Copyright | (c) Antony Courtney and Henrik Nilsson Yale University 2003 |
---|---|
License | BSD-style (see the LICENSE file in the distribution) |
Maintainer | ivan.perez@keera.co.uk |
Stability | provisional |
Portability | non-portable (GHC extensions) |
Safe Haskell | None |
Language | Haskell98 |
Integration and derivation of input signals.
In continuous time, these primitives define SFs that integrate/derive the input signal.

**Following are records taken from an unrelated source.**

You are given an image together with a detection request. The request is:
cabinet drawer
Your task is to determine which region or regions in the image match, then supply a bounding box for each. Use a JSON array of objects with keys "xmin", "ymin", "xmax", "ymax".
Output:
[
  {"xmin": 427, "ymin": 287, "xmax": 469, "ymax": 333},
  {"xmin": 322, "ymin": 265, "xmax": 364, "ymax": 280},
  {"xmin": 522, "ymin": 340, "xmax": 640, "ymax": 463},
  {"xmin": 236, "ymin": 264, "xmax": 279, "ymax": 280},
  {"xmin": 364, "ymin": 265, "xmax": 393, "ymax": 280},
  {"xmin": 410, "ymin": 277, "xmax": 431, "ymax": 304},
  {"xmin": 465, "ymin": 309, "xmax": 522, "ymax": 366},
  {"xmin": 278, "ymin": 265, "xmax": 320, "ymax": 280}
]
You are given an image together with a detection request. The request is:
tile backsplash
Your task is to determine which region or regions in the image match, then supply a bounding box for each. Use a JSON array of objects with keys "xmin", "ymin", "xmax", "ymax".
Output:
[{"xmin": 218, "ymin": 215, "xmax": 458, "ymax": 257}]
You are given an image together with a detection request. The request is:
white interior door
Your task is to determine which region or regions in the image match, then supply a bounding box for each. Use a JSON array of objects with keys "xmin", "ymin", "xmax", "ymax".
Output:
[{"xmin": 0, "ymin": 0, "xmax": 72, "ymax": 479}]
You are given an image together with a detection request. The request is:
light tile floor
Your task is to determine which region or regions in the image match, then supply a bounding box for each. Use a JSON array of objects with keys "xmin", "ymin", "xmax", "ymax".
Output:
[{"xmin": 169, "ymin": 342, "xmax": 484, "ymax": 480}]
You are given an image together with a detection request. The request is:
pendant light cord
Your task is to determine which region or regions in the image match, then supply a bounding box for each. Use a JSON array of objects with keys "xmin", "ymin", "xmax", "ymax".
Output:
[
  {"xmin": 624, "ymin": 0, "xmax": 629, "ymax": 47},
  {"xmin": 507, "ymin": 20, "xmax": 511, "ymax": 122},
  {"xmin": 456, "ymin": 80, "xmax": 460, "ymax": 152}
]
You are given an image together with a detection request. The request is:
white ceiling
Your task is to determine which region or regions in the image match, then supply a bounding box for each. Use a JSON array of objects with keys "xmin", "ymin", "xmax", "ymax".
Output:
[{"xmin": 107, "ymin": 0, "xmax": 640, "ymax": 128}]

Since this is subject to the sampling resolution, simple versions are implemented (like the rectangle rule for the integral).
In discrete time, all we do is count the number of events.
The combinator iterFrom
gives enough flexibility to program your own
leak-free integration and derivation SFs.
Synopsis
- integral :: VectorSpace a s => SF a a
- imIntegral :: VectorSpace a s => a -> SF a a
- impulseIntegral :: VectorSpace a k => SF (a, Event a) a
- count :: Integral b => SF (Event a) (Event b)
- derivative :: VectorSpace a s => SF a a
- iterFrom :: (a -> a -> DTime -> b -> b) -> b -> SF a b
Integration
integral :: VectorSpace a s => SF a a Source #
Integration using the rectangle rule.
imIntegral :: VectorSpace a s => a -> SF a a Source #
"Immediate" integration (using the function's value at the current time)
impulseIntegral :: VectorSpace a k => SF (a, Event a) a Source #
Integrate the first input signal and add the discrete accumulation (sum) of the second, discrete, input signal.
count :: Integral b => SF (Event a) (Event b) Source #
Count the occurrences of input events.
>>>
embed count (deltaEncode 1 [Event 'a', NoEvent, Event 'b'])
[Event 1,NoEvent,Event 2]
Differentiation
derivative :: VectorSpace a s => SF a a Source #
A very crude version of a derivative. It simply divides the value difference by the time difference. Use at your own risk.